Technology is a great tool to engage students. Students can create a classroom website with facts and drawings using art software. First, students sketch picture ideas they want to draw. Next, they choose one fact about bats to write as a caption underneath. The teacher should help students with spelling and editing. Next students illustrate their picture on the computer and type the fact. The teacher can also introduce PowerPoint to the students. Children can create simple slides with clip art and images of bats along with a few simple facts. Presentations can be done for parents or other classes.

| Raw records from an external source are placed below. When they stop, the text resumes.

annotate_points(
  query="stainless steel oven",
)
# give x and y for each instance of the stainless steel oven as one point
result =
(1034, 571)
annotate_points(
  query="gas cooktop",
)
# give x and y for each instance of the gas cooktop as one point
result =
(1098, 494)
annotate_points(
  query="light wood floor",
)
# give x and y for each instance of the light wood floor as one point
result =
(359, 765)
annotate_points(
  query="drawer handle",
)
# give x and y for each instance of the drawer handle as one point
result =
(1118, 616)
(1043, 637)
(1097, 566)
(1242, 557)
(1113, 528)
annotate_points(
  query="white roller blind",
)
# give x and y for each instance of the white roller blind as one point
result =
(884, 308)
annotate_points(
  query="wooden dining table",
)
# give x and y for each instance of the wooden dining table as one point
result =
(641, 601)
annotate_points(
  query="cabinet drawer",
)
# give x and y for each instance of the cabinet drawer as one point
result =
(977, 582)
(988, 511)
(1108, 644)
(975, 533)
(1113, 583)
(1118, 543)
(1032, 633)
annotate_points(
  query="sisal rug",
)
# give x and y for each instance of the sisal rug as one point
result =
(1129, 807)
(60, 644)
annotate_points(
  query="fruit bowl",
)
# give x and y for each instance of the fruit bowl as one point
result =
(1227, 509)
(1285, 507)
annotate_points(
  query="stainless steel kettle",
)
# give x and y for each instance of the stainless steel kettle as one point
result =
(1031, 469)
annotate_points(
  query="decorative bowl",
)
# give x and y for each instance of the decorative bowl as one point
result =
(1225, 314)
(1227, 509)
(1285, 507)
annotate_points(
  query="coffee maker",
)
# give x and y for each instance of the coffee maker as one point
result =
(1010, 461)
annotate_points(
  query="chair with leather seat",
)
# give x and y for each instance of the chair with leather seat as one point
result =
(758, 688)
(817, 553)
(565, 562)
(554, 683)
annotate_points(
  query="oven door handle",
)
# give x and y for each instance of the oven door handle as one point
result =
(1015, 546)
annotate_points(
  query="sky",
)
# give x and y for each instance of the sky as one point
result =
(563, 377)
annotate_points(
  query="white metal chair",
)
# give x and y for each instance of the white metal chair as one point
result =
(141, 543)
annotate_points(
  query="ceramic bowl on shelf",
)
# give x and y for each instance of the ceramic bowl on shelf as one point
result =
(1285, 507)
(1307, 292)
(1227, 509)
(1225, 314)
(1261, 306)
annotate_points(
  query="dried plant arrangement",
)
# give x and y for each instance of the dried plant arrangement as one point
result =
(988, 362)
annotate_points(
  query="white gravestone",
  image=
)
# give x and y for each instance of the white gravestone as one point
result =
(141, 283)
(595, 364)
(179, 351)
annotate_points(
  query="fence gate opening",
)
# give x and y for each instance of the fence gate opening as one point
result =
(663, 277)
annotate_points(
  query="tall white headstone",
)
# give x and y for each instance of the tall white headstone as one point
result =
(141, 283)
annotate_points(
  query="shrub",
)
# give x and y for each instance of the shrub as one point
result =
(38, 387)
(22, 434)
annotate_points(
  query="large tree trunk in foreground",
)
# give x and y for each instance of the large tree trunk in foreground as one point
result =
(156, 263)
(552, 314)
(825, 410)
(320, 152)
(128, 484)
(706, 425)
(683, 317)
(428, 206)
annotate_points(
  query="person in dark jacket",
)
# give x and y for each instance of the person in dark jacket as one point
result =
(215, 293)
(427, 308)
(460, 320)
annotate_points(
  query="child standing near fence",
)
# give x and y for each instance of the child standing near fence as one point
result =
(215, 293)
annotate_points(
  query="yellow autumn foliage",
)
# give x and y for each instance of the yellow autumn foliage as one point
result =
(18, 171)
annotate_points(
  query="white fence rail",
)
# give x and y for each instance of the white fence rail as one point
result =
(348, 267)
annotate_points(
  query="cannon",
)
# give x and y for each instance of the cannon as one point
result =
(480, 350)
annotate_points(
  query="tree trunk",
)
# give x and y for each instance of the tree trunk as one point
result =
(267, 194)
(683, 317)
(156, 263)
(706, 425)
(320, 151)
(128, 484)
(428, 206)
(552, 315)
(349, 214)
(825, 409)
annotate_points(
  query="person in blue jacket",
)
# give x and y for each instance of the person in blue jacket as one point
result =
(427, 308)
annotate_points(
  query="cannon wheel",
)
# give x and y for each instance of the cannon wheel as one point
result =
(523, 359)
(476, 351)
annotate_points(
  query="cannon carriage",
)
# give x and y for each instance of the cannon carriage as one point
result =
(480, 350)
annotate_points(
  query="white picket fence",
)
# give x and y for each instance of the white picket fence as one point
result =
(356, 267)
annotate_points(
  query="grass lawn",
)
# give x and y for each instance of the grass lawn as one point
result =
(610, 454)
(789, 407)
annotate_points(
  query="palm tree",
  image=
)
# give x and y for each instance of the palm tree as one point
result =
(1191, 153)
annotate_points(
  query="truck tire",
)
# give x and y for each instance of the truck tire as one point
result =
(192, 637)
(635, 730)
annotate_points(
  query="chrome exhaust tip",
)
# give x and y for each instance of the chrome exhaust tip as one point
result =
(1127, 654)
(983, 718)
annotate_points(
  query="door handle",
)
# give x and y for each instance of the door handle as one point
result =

Create story books using facts about bats. First, brainstorm ideas about problems and solutions. For instance, one bat's conflict could be that he no longer wants to be nocturnal so he tries to stay up during the day. Encourage students to decide how the problem could be fixed in the end. Books should be no longer than five pages. Use standard sized paper for each page so students have room to draw and write the caption. Each student should have a list of facts to refer to written on the board or in a hand-out. After books are completed, you can teach students to bind their books. Punch holes in the margins. Cut pieces of yarn twice as long as the margin side of the paper. Knot one end of yarn and wrap tape around the other end to create a blunt end for threading through the holes. Give students a visual diagram so they can refer to it while threading yarn in and out of the holes. Tie off the end. Provide story time so students can read their books to one another before taking them home. An extension could include inviting kindergartners or older students in the classroom and having students share their books with reading buddies.
Have students experience echolocation to understand it better. Create an open space in the classroom. One child is the "bat" and another is the food for the bat, or the "moth." The remaining students are designated "objects" in the bat's environment. The objects hold spoons and stand with their backs to each other in groups of three. The bat is blindfolded. As he moves, he attempts to see by sound while clapping loudly and attempting to get his food, or tag the moth. The moth and objects only clink spoons when the bat faces them directly. When the bat does tag a moth or bump into either the moth or the objects, that game is over. Choose a new bat and moth. Afterward, prompt a discussion by asking, "How did it feel? Was it hard, easy? Why?" Discussion should emphasize similarities and differences between the way we see and a bat's way of seeing by bouncing their own sound off many objects simultaneously to navigate.